Lima jalur masa depan
Namun,
semua hal itu hanyalah prestasi masa lalu. Saat ini, Uni Eropa dalam krisis
eksistensial mendalam dan masa depannya dipertanyakan. Gejalanya bisa
dilihat: peristiwa Brexit, tingginya tingkat pengangguran di kalangan usia
muda di Yunani dan Spanyol, utang dan stagnasi perekonomian di Italia,
bangkitnya gerakan populis, serta pukulan berat terkait isu imigran dan mata
uang euro. Semua itu kian mempertegas betapa mendesaknya dilakukan perombakan
terhadap kelembagaan di Uni Eropa.
Oleh
karena itu, peluncuran dokumen resmi tentang masa depan Eropa oleh Presiden
Komisi Eropa Jean-Claude Juncker menjadi momentum yang sangat pas. Juncker
mengurai lima jalur yang bisa ditempuh Uni Eropa: meneruskan agenda yang ada,
fokus terhadap blok perdagangan, membolehkan sejumlah negara melakukan
integrasi lebih cepat daripada negara lain, mempertajam agenda, serta secara
ambisius mendorong terjadinya keseragaman dan integrasi penuh negara anggota.
Sulit
untuk tidak bersimpati kepada Juncker. Tak banyak yang bisa dilakukan Juncker
pada saat para politisi Eropa disibukkan oleh pergulatan di dalam negeri,
sementara institusi Uni Eropa di Brussels sendiri juga menjadi sasaran
ketidakpuasan publik. Namun, tetap saja laporan Juncker tersebut
mengecewakan. Laporan itu melupakan tantangan utama yang harus dihadapi dan
diatasi Uni Eropa.
Jika
menghendaki demokrasi Eropa kembali sehat, integrasi ekonomi dan politik
tidak boleh dibiarkan jalan sendiri-sendiri. Terdapat dua pilihan yang dapat
dilakukan, mempercepat integrasi politik agar bisa menyusul integrasi ekonomi
atau memperlambat integrasi ekonomi. Selama keputusan untuk memilih satu dari
dua hal tersebut belum dilakukan, Uni Eropa akan terus dalam keadaan
disfungsional.
Ketika
dihadapkan pada kedua pilihan itu, negara anggota Uni Eropa cenderung berada
pada posisi berbeda-beda sehubungan dengan integrasi ekonomi dan politik.
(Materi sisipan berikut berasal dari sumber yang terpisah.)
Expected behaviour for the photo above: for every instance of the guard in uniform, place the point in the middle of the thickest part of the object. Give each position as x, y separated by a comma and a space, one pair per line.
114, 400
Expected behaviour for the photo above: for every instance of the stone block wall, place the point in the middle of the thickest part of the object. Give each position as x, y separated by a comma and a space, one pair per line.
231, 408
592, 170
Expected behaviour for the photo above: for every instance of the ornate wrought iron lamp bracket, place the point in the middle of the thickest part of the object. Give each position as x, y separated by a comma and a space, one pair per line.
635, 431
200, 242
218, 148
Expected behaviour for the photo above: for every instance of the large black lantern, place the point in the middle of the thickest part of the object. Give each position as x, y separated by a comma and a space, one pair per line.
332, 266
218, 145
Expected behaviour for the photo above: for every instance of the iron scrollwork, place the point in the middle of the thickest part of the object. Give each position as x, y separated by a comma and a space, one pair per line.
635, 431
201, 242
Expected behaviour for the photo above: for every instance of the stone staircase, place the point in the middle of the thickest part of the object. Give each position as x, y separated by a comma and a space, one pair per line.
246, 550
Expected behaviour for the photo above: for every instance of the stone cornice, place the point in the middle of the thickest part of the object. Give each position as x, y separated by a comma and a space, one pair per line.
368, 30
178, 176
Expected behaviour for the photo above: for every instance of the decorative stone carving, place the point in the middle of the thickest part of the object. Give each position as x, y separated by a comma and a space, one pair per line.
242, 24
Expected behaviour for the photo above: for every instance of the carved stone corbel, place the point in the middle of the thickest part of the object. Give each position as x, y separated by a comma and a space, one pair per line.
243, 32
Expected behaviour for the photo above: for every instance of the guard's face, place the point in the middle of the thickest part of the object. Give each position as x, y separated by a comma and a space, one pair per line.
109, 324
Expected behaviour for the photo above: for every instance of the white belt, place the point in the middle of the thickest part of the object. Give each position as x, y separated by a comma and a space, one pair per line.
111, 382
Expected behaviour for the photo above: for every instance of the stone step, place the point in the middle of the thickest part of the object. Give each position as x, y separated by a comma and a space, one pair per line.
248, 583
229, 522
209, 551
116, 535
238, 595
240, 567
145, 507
Ini
berarti bahwa Eropa harus mempunyai fleksibilitas dan kondisi institusi yang
dapat mengakomodasi perbedaan ini.
Sejak
awal, Eropa dibangun berdasarkan argumentasi fungsional di mana integrasi
politik akan mengikuti integrasi ekonomi. Laporan resmi dari Juncker dibuka
dengan kutipan yang dikemukakan pendiri Komunitas Ekonomi Eropa (dan Perdana
Menteri Perancis) pada 1950 Robert Schuman: ”Eropa tidak akan terbentuk
sekali jadi atau berdasarkan satu rencana tunggal. Eropa akan dibangun
melalui pencapaian konkret, dengan pertama-tama menciptakan solidaritas de
facto.”
Dengan
membangun mekanisme kerja sama ekonomi lebih dulu, itu akan menjadi landasan
bagi terbentuknya kelembagaan politik bersama. Pada awalnya pendekatan ini
cukup berhasil. Pendekatan ini memungkinkan integrasi ekonomi selangkah lebih
maju dibandingkan dengan integrasi politik kendati selang antara satu dan
lainnya tak terlalu jauh.
Pada
1980-an, Uni Eropa membuat lompatan menuju kondisi yang belum pernah dialami
sebelumnya. Uni Eropa mengadopsi sebuah agenda pasar tunggal yang ambisius
dengan tujuan menyatukan perekonomian Eropa, memangkas kebijakan nasional
yang dirasa menghambat pergerakan bebas barang, jasa, orang, dan modal. Euro
yang ditetapkan sebagai mata uang tunggal negara anggota Uni Eropa adalah
tahapan logis selanjutnya dari agenda tersebut.
Ketidakseimbangan
Agenda
baru Uni Eropa didorong beberapa faktor. Banyak ekonom dan teknokrat
beranggapan bahwa pemerintahan di Eropa terlalu intervensionis. Mereka
meyakini integrasi ekonomi mendalam dan mata uang tunggal akan mampu
menjadikan negara anggota lebih disiplin. Menurut sudut pandang ini,
ketidakseimbangan antara integrasi ekonomi dan politik dalam proses integrasi
adalah bagian dari proses wajar dan bukan sesuatu yang perlu dikhawatirkan.
Namun,
banyak politisi yang menyadari bahwa ketidakseimbangan ini menyimpan masalah.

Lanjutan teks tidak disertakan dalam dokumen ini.